Introduction to ML Kit Document Scanner for Android

Ever wanted to create your own document scanning app or perhaps add document scanning functionality to your existing app? Well look no further cause ML kit has come to the rescue with its new document scanning API.

The ML Kit Document Scanner API provides users with a consistent UI for digitising physical documents and provides users with a number of standard features based on the chosen scanning mode. For those worried about the impact the API may have on their app’s size the API boasts a low download size increase of only 300KB. This low download size is due to the ML models, scanning logic and UI flow being dynamically downloaded via the Google Play Services.

Other beneficial functionalities include:

The ability to automatically capture documents using document detection
Show documents upright using automatic rotation detection
For optimal crop results the API makes use of accurate edge detection
In order to preserve user privacy the API makes use of on-device processing. This means that the user might be required to download the models, logic and UI flow when they first make use of the API, but for any subsequent usages the ML Kit Document Scanner API can be used completely offline on the user’s device, thus ensuring privacy.
Provides editing functionalities such as being able to crop, remove shadows, apply filters, clean stains, as well as send digitised files back to the app in a seamless manner.
Requires no camera permissions seeing as the document scanner makes use of the Google Play Services camera permission.

It’s also important to note that the API is currently in Beta and may be subject to changes that break backward compatibility. Furthermore, the API requires Android API 21 or higher. Finally, the API requires a minimal device total RAM of 1.7GB. If the minimal device RAM is lower than 1.7GB the API will return an MlKitException with error code UNSUPPORTED when invoking the API.

Now that we have a better understanding of the API let’s get to the fun part, CODING!😀

Let’s get started!

Import the starter projectinto Android Studio. Once done, Build and run the app. You’ll see a screen with some text instructing the user to enter the desired number of pages and to press the “Scan Document” button when the user wants to initiate the scan process. When pressing the scan button a toast will appear indicting that the scan button has been pressed. See below:

Add Gradle dependencies

Our first objective is to add the required Gradle dependency after which we will add the functionality for the app to initiate the scan process when the user has entered his/her desired number of pages/document name and pressed the scan button. You can get the latest dependency here. At the time of writing this article, the below was the latest, so go ahead and add it to your app-level build.gradle. Once added, sync your project and you should now be able to use make use of the ML Kit document scanner library:

  implementation ("com.google.android.gms:play-services-mlkit-document-scanner:16.0.0-beta1")

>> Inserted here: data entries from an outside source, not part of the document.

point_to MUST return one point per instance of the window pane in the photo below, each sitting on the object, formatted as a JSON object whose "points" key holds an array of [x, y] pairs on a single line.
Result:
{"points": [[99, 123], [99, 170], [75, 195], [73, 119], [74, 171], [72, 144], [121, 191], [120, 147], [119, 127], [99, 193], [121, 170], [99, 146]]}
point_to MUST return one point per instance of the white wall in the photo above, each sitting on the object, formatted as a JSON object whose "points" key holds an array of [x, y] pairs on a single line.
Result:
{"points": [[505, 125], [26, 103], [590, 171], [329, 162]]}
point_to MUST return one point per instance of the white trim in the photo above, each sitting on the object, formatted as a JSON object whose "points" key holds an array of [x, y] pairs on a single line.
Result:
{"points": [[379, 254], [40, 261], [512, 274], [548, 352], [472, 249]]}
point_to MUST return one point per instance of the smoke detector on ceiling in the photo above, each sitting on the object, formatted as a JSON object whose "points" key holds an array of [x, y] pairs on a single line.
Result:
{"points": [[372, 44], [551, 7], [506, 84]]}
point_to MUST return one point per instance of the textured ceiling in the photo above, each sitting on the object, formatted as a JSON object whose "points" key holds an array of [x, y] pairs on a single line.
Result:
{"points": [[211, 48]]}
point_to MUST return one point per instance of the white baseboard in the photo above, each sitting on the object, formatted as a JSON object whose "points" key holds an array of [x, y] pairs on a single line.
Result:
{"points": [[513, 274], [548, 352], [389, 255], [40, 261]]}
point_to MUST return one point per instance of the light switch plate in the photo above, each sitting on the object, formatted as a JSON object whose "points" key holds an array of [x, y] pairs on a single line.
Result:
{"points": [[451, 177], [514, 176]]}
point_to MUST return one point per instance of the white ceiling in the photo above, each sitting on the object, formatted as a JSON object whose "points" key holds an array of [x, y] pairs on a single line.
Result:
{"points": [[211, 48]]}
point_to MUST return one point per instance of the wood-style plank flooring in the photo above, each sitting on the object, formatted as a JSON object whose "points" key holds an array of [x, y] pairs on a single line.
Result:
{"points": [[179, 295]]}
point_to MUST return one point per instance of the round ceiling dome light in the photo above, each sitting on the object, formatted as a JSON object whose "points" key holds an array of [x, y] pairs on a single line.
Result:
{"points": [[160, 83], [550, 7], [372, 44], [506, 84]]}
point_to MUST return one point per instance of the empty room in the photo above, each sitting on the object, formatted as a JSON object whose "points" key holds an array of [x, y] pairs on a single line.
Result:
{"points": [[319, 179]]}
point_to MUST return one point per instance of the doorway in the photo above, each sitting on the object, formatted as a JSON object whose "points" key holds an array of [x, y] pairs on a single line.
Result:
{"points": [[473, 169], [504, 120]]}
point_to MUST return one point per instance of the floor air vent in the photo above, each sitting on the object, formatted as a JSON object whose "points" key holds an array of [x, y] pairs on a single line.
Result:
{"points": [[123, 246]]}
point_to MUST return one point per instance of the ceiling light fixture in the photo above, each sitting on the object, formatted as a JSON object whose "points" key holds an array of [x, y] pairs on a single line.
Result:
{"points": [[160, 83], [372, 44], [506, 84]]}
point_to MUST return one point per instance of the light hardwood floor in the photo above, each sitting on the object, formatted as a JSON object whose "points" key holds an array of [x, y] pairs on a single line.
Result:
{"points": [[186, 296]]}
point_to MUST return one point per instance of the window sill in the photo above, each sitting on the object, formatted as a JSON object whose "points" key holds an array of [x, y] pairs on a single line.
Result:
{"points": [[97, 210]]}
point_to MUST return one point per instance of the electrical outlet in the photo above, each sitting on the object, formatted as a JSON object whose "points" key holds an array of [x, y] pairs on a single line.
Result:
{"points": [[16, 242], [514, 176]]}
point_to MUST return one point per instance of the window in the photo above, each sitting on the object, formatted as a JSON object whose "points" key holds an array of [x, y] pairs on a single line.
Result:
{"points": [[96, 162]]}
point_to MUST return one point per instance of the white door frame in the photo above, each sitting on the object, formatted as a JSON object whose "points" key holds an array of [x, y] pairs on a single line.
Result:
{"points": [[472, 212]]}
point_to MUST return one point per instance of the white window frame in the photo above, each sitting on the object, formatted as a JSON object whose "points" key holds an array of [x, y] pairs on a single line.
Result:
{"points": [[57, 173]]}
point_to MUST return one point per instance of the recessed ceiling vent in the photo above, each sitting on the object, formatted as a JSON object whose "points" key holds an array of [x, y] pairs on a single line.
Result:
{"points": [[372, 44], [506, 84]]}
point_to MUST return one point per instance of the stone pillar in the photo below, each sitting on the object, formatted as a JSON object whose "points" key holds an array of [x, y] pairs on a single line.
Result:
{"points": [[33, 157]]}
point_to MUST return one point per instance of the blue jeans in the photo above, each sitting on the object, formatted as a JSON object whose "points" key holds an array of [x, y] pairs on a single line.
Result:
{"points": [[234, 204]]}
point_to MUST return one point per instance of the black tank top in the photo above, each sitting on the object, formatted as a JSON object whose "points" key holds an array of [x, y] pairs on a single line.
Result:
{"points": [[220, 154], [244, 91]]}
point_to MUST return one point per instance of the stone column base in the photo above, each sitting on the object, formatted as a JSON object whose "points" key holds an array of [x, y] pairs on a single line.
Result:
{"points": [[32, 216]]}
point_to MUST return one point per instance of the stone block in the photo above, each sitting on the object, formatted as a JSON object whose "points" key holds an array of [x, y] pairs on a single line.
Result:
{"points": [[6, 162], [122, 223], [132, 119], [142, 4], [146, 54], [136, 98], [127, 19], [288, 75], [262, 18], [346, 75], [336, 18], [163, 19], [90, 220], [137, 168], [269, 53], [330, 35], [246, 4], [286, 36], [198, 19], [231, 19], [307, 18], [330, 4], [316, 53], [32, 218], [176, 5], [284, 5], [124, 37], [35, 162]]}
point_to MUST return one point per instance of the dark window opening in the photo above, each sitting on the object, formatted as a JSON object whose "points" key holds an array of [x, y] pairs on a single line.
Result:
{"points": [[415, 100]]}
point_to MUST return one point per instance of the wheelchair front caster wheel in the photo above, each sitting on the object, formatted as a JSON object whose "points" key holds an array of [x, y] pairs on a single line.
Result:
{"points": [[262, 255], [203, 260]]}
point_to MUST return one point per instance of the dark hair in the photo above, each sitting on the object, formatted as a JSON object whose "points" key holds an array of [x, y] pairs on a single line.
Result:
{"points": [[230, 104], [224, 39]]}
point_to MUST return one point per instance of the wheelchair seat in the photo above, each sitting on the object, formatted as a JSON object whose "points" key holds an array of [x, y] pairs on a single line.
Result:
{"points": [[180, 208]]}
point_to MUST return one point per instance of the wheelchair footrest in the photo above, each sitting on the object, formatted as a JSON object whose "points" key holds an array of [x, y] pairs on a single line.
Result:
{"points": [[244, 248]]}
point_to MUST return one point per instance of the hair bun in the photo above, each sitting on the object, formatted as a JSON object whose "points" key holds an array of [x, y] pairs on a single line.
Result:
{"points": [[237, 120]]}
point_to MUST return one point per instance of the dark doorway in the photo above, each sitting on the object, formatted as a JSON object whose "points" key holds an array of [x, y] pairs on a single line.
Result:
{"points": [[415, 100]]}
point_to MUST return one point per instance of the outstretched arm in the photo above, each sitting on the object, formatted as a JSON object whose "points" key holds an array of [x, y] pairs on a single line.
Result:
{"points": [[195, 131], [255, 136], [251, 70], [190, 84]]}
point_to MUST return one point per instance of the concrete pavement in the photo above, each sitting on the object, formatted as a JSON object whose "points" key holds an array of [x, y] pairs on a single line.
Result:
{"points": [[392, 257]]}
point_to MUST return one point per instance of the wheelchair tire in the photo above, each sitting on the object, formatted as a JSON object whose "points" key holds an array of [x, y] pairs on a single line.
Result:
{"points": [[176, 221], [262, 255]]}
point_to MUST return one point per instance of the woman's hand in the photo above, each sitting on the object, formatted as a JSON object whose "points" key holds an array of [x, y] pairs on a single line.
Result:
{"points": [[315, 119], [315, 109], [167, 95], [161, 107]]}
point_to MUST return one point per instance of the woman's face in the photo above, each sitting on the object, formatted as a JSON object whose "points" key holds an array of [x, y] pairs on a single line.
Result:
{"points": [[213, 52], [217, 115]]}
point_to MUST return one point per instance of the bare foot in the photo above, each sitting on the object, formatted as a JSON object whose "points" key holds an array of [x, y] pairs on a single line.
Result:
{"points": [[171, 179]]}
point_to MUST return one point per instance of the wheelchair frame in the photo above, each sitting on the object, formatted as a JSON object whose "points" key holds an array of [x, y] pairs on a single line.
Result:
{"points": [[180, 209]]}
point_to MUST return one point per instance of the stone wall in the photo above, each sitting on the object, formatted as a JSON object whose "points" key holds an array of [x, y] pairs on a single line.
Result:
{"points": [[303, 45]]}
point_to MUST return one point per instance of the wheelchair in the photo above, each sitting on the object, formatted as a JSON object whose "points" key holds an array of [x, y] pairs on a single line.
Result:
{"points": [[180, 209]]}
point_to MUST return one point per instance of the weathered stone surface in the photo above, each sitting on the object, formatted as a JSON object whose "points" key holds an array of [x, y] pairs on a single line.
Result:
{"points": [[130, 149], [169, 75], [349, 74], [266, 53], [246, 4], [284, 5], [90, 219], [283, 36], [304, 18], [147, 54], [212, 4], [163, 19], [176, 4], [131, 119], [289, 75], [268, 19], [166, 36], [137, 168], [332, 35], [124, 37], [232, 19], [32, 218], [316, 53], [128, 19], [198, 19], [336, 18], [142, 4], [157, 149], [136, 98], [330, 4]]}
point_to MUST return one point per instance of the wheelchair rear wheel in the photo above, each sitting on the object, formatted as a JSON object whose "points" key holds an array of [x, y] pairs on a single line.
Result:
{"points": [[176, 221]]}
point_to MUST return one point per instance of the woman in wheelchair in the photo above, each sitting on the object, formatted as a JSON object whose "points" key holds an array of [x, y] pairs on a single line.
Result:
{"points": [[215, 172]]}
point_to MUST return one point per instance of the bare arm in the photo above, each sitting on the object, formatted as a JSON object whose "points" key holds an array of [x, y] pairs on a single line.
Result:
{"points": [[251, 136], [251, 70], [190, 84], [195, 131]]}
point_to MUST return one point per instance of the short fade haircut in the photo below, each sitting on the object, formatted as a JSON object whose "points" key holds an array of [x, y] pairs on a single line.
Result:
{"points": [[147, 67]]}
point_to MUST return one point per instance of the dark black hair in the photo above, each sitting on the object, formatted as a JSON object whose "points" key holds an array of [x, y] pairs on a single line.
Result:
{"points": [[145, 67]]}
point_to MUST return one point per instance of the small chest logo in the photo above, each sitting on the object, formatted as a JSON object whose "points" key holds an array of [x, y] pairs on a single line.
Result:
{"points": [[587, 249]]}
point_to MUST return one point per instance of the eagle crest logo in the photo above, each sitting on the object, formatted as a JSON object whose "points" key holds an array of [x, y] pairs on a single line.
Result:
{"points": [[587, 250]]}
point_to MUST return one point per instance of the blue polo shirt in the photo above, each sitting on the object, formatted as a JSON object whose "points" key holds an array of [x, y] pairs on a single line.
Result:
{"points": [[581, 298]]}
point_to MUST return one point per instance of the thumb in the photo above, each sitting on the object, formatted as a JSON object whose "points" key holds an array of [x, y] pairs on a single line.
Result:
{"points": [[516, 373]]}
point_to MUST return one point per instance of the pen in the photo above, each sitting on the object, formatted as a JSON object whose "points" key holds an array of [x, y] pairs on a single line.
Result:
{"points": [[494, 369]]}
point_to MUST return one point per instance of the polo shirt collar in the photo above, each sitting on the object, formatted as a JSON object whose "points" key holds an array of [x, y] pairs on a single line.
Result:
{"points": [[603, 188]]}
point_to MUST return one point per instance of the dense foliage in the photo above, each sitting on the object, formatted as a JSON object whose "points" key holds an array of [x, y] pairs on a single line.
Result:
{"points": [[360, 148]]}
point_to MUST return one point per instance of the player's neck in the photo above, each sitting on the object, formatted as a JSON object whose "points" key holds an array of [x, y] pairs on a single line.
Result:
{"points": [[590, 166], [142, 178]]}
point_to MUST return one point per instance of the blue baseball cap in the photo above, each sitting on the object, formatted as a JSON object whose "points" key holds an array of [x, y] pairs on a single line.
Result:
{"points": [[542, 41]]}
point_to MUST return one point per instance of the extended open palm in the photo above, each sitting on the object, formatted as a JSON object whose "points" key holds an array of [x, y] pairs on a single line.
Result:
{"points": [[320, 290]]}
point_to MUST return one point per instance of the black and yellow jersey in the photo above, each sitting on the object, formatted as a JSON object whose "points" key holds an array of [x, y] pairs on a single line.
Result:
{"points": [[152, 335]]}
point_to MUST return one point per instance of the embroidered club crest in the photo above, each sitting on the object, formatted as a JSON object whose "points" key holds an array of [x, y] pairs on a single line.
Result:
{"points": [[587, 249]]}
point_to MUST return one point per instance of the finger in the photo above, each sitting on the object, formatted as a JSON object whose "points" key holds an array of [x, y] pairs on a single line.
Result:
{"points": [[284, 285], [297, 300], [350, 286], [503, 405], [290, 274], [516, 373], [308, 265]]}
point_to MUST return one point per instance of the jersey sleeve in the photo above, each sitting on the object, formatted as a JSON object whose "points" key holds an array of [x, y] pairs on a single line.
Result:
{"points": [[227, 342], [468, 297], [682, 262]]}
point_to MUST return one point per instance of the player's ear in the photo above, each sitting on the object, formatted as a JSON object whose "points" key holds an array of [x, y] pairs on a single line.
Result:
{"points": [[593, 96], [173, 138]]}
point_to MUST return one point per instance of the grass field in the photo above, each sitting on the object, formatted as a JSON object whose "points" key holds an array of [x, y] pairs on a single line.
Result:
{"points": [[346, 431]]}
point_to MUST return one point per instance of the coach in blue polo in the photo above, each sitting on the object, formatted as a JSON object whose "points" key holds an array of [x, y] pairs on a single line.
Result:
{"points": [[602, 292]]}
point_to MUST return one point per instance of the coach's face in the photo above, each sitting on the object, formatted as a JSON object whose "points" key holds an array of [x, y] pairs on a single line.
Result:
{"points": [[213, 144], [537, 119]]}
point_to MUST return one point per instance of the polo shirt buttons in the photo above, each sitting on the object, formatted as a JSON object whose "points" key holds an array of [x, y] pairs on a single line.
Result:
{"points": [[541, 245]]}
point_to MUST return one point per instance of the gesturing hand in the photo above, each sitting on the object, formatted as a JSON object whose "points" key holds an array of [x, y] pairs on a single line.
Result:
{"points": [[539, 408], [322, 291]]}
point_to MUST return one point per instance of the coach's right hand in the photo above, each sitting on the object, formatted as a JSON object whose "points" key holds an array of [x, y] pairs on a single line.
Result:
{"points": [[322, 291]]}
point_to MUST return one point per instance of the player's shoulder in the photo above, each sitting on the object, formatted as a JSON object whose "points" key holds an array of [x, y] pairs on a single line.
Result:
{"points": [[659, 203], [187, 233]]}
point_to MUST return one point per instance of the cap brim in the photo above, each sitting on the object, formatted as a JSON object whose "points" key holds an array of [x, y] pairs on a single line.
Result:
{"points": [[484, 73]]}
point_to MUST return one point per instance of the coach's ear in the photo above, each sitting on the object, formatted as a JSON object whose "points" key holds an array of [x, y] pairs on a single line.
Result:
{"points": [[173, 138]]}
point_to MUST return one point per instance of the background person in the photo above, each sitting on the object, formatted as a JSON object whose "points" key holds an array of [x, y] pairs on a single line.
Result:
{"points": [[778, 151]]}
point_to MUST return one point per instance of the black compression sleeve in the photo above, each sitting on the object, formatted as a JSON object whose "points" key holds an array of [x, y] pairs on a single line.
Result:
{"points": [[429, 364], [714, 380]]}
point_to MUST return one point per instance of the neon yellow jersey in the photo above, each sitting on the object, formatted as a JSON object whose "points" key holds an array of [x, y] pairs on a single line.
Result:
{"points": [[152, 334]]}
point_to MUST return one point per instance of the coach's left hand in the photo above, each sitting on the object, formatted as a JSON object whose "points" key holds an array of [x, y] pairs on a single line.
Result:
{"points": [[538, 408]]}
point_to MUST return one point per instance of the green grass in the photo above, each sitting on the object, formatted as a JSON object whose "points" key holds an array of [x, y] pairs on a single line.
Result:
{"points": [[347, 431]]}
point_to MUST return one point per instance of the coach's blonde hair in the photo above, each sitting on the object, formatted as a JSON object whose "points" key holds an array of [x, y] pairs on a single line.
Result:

Add document scan functionality

Our next step is to add the functionality that will enable the user to scan their documents. Navigate to the “MainActivity”. Loop through the code in order to famiarize yourself. You’ll notice the code for the UI is already added as well as some empty methods that we will complete in order to add the required functional. In order to complete this tutorial we will complete a set of TODO’s that were added in the starter project. The TODO’s contain steps 1 to 9 that needs to be completed in sequence in order to complete the tutorial. Let’s start with step 1:

Step 1: Uncomment the variables in onCreate

Uncomment the variables in the onCreate method. These variables will be used later in the project to make the number of pages the user wants to scan, the document name and the list of pages(images) globally accessible in the application.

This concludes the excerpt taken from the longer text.